Late 1990s: Kodak introduces APS, trying to divert consumer attention from the growing digital 'fad'.
2001: Kodak unveils the Easyshare system, which is years behind upon release. The gallery website you're supposed to use is terrible, the product is the epitome of crashy TWAIN junk. Image quality isn't comparable to film. Around this time, they have a series of market-dominating digital cameras, but that's not because they're good - that's because they're selling it so cheaply that they are taking a loss on every unit sold in the hopes that their consumables (Kodak photo paper and inks and Photo CDs and website products) will make up the difference. Maybe they're hoping enough people will have a bad experience that digital gets written off as a bad idea?

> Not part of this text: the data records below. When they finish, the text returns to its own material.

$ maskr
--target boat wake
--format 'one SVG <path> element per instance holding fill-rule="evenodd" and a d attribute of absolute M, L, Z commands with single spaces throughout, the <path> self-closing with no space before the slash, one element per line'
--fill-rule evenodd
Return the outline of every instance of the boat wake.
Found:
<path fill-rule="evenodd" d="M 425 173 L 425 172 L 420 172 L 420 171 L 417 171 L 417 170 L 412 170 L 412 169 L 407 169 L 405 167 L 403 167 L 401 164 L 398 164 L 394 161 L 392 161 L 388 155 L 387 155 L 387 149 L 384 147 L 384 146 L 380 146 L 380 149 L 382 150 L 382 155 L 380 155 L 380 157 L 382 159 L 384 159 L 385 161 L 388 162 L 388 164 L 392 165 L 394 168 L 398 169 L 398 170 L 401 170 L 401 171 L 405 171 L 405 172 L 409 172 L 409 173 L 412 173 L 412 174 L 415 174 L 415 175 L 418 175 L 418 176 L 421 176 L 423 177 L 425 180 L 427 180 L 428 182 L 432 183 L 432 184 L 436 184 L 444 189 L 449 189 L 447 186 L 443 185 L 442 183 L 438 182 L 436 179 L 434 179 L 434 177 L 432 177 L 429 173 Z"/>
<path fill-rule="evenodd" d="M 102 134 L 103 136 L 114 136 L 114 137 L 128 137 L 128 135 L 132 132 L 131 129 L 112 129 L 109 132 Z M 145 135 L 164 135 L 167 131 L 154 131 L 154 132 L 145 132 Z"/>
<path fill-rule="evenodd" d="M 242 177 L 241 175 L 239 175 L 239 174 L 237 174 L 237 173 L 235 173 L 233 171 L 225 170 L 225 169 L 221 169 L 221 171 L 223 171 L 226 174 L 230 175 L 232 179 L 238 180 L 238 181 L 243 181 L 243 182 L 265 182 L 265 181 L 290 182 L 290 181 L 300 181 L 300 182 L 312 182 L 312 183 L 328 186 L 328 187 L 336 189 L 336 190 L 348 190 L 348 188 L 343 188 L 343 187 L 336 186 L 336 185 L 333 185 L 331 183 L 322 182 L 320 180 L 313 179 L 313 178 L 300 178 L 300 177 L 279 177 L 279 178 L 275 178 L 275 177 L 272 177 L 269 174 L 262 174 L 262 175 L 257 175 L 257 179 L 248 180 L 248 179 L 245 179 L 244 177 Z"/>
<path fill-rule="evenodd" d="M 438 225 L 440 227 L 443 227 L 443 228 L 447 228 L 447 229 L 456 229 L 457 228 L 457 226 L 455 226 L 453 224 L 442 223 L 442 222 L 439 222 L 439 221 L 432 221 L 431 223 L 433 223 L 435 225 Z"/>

Mid 2000s: Nikon and Canon eat their lunch in digital cameras because they (and Sony, and Sigma, and Pentax, and Olympus, etc etc) saw fit to pour huge R&D into digital camera development, while Kodak was going strong after film, which made them a lot of money at the time. Epson, HP and Canon also destroy them in the inkjet printing space while Kodak attempts to enter the market with a small thermal printer, which fails because it can't compete on price and also can't be used to print the kids' homework. Profits fall because digital starts a major takeover once it reaches 3 megapixel resolution, which is about the minimum you need for a 4x6 or 5x7, and they aren't ready with good products in the consumer space. Proprietary interconnects and dodgy online galleries aren't helping. Stocks plummet. It gets so bad they are removed from Dow Jones. The death spiral begins. Shedding employees neuters digital R&D and puts them even further behind, which accelerates their decline.
Late 2000s: Cell phone companies, particularly Nokia and Apple, are now the biggest digital camera manufacturers in the world. They do it without Kodak's products. Kodak is a distant single-digit percentage of the market. They resort to lawsuits to try to sustain the business, which is barely surviving on medical imaging and cinema film at this point.
Early 2010s: After filing for bankruptcy, they have sold large portions of their patent portfolio. They have closed or sold many parts of the business. Film and paper are sold. Online galleries are sold to Shutterfly. Pension plans are outright cancelled, leaving many retirees without any options.